Nah, kenapa kita nggak ambil jalan yang lebih sederhana? Coba lihat perintah cat
di Unix atau bahkan JavaScript murni. Mereka fokus pada satu hal, melakukan itu dengan baik, dan terbukti lebih unggul dalam jangka panjang karena langsung menyasar kebutuhan inti pengguna.
Tapi, kenapa para pengembang tetap tergoda pada jurang kompleksitas?
- Bumbu Pemasaran: Kadang, solusi yang "rumit" itu lebih mudah dijual. Terkesan canggih, eksklusif, dan butuh orang-orang super ahli untuk membuatnya. Ini semacam "bukti sosial" yang membuat orang lain penasaran dan terkesan.
- Ilusi Keahlian: Bayangkan sebuah kode yang sangat rumit. Orang awam bisa langsung berpikir, "Wow, ini pasti dibuat oleh programmer jenius!" Padahal, bisa saja solusi yang lebih sederhana sudah cukup mumpuni. Kompleksitas seringkali disalahartikan sebagai tanda kecerdasan.
- Kenikmatan Otak: Buat sebagian pengembang, memecahkan teka-teki yang rumit itu punya kepuasan tersendiri. Ini seperti tantangan intelektual yang bikin nagih. Semakin rumit, semakin "seru" rasanya jika berhasil dipecahkan.
- Beban Warisan (Technical Debt): Proyek software itu seringkali punya sejarah. Kode lama yang sudah rumit diwariskan ke pengembang baru. Alih-alih menyederhanakan, seringkali malah ditambahi fitur baru yang semakin menambah lapisan kerumitan.

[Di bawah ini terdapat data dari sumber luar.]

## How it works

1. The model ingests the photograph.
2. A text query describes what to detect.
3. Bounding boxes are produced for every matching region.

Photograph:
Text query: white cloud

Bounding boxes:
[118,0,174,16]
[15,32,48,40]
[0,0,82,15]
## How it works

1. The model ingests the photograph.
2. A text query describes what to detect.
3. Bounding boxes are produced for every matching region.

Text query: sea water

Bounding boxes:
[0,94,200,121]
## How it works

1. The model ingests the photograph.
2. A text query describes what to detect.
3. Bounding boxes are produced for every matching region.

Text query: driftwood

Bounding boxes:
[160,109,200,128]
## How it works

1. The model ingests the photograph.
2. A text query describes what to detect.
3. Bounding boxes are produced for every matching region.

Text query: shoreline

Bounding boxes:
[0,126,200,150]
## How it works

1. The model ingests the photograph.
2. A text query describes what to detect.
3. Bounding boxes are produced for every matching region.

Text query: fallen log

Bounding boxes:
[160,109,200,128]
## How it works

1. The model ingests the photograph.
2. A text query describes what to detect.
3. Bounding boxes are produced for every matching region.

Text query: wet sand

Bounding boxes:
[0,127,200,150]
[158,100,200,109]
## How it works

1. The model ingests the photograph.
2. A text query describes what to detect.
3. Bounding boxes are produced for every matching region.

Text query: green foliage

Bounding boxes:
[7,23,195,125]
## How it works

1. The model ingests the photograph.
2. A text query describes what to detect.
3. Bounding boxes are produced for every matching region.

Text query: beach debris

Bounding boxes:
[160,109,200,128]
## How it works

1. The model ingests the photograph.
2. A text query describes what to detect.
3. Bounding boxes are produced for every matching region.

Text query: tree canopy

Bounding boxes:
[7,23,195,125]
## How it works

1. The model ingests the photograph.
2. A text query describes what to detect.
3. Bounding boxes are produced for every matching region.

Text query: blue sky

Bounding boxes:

- Perang Kolaborasi dan Ketahanan Masa Depan: Di tim besar, seringkali ditambahkan lapisan-lapisan abstraksi agar kolaborasi lebih mudah atau agar kode dianggap "tahan masa depan". Ironisnya, ini malah sering berujung pada solusi yang terlalu berbelit-belit.
- Dorongan Inovasi yang Tak Terkendali: Lanskap teknologi itu kompetitif. Agar tetap relevan, tim pengembang dituntut untuk terus berinovasi. Munculnya fitur-fitur baru yang kompleks jadi salah satu caranya tampil beda.
Membangun Piramida yang Berarti
Jadi, apakah kita harus membenci kompleksitas? Tentu tidak. Kadang, kompleksitas memang diperlukan untuk menyelesaikan masalah yang rumit. Kuncinya bukan pada menghindari kompleksitas, tapi pada bagaimana kita mengelolanya.
Artikel ini mendorong kita untuk membangun "piramida" software kita dengan tujuan yang jelas. Setiap lapisan yang ditambahkan harus memiliki nilai nyata dan alasan yang kuat, bukan sekadar memanjakan diri dalam kerumitan demi kerumitan. Mari kita ciptakan software yang tidak hanya fungsional, tetapi juga mudah dipahami, dirawat, dan memberikan manfaat yang tulus bagi penggunanya.